Guatemala: The Border

From our first week in Xela, Guatemala and Tapachula, Mexico where we learned about migration throughout Central America into Mexico.


Response to the Border

From the moment we all walked up the steps that over looked the border, I was rendered speechless. I saw sand and graffiti on the buildings and walls and my interest was piqued. As we walked along the wide path into the local community, I noticed people staring at our small group of diverse students. Some of the people in the local community blatantly walked up to members of our group and asked for things such as money or the technology that we had on us, and from that moment forward I had my guard up. As we walked further into the community, I kept noticing the locals checking us and I wondered what ran through their heads and what their impressions of us “Americans” were.

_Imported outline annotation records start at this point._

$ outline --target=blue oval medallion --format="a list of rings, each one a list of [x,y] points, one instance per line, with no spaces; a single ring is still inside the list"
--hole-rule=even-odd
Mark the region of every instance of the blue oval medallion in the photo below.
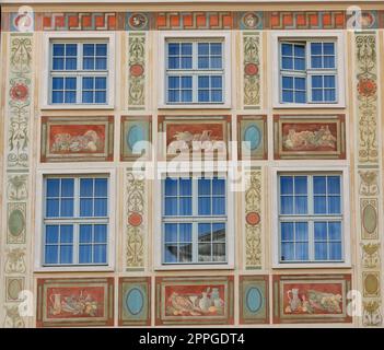
[[[256,125],[249,125],[244,131],[244,140],[249,142],[247,145],[249,149],[256,150],[261,142],[261,132]]]
[[[133,125],[127,133],[127,144],[130,150],[133,150],[133,145],[138,141],[144,140],[144,130],[140,125]]]
[[[132,288],[126,298],[126,306],[132,315],[141,313],[144,306],[144,295],[138,288]]]
[[[258,288],[252,287],[248,289],[245,298],[246,307],[252,313],[257,313],[263,305],[263,295]]]

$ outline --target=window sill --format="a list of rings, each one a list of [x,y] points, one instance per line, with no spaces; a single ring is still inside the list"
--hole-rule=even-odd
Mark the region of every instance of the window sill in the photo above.
[[[274,264],[272,269],[350,269],[349,262]]]
[[[57,109],[115,109],[113,105],[44,105],[42,110],[57,110]]]
[[[290,104],[283,104],[283,103],[276,103],[274,104],[274,108],[281,108],[281,109],[309,109],[309,108],[317,108],[317,109],[344,109],[346,108],[345,104],[340,103],[290,103]]]
[[[172,271],[172,270],[233,270],[234,266],[224,265],[161,265],[155,266],[155,271]]]
[[[231,109],[230,104],[194,104],[194,105],[164,105],[160,104],[159,109]]]
[[[37,267],[34,269],[35,273],[47,272],[114,272],[112,266],[61,266],[61,267]]]

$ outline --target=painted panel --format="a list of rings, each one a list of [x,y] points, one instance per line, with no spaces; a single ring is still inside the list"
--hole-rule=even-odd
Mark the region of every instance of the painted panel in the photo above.
[[[123,116],[120,160],[149,160],[151,158],[152,121],[151,116]],[[137,143],[147,141],[146,143]],[[136,145],[135,145],[136,144]]]
[[[351,323],[350,275],[274,276],[274,323]]]
[[[345,116],[274,116],[275,159],[346,159]]]
[[[267,116],[237,116],[238,160],[268,159],[267,133]]]
[[[43,117],[42,162],[113,161],[114,117]]]
[[[119,279],[119,326],[151,325],[151,278]]]
[[[160,136],[163,140],[160,156],[189,159],[190,154],[201,156],[206,153],[225,160],[231,135],[230,120],[230,116],[159,116],[159,132],[163,132]]]
[[[137,18],[140,19],[140,15],[133,16],[133,19]],[[146,108],[146,33],[130,33],[128,36],[128,109]]]
[[[156,278],[156,325],[198,324],[233,324],[233,277]]]
[[[243,33],[243,103],[244,109],[260,108],[260,56],[259,33]]]
[[[113,278],[37,279],[37,327],[113,325]]]
[[[268,324],[268,276],[240,276],[240,324]]]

Another thing I noticed was our tour guide (journalist from Mexico who covers the border) checking his surroundings and checking on his camera and personal items. I wondered what it must be like for him, showing us foreigners around the border as people were crossing along the river. I noticed people within our own group getting antsy and wanting to leave. Being there at the border made me think about the hundreds of people that have crossed it or tried to cross it, and in that moment I felt sad for the people who have no choice but to leave their homes and country. I feel anger at the fact that people have to live like this and at the governments/countries at fault.

One of the last things I remember from the border is seeing a woman crossing the river that borders Mexico and Guatemala. It made me think of the stories my mother told me of her time growing up in South Sudan, walking miles along dirt roads with a bucket of water on her head. I thought how different my life could have been. As we parted ways with the journalist I thanked him for being vulnerable enough to show us the border and to be seen with us, regardless of what it might look like to the locals and what their thoughts of him were. His response to me was he feels like “it is his job to show people around the world what is going on in his country, in hope of spreading the word so that people who need it can get help.”

-Rebecca Yugga


 

Today we visited the border, near the city of Tapachula. Last night when we crossed into Mexico, it was dark, so we couldn’t actually see anything other than the official border crossing.

In the daylight, the stark contrast between the official, legal crossing and the unofficial crossing became much more apparent. At the official crossing, all our bags were checked twice, once for fruits and once for guns. We had to fill out cards with personal information, and we would be fined upon exit if we didn’t have a part of them (the cards). We had to wait in line for 30 minutes to get a stamp in our passports. At an unofficial crossing, it is possible to wade across the river in 15 minutes, or pay a raft 10 Quetzales for a trip across. Even more striking, however was the approximately equal police presence at the legal and the illegal police crossing. The police officer checking my bag for guns could have been strolling down the beach the next day, watching thousands of dollars of goods and hundreds of people cross the river.

It is certainly frustrating watching the governments’ indifference. We were searched twice waited more than an hour total, when we could have crossed the river on a raft like thousands of other people who don’t have the privilege of a powerful passport. To be clear, I’m not complaining about the small inconvenience my group experienced, but rather the arbitrariness of the border and how it is used to stratify people into those with enough money, power, or the right birthplace, and those who have none of those. And the authorities couldn’t care less?

I would cross the border on a raft to send a message. Not that the unofficial crossings should be shut down, but that the official border crossings should be shut down. They serve no purpose other than delegitimizing the economic necessity (of crossing the border daily) for thousands of people, Guatemalans and Mexicans alike.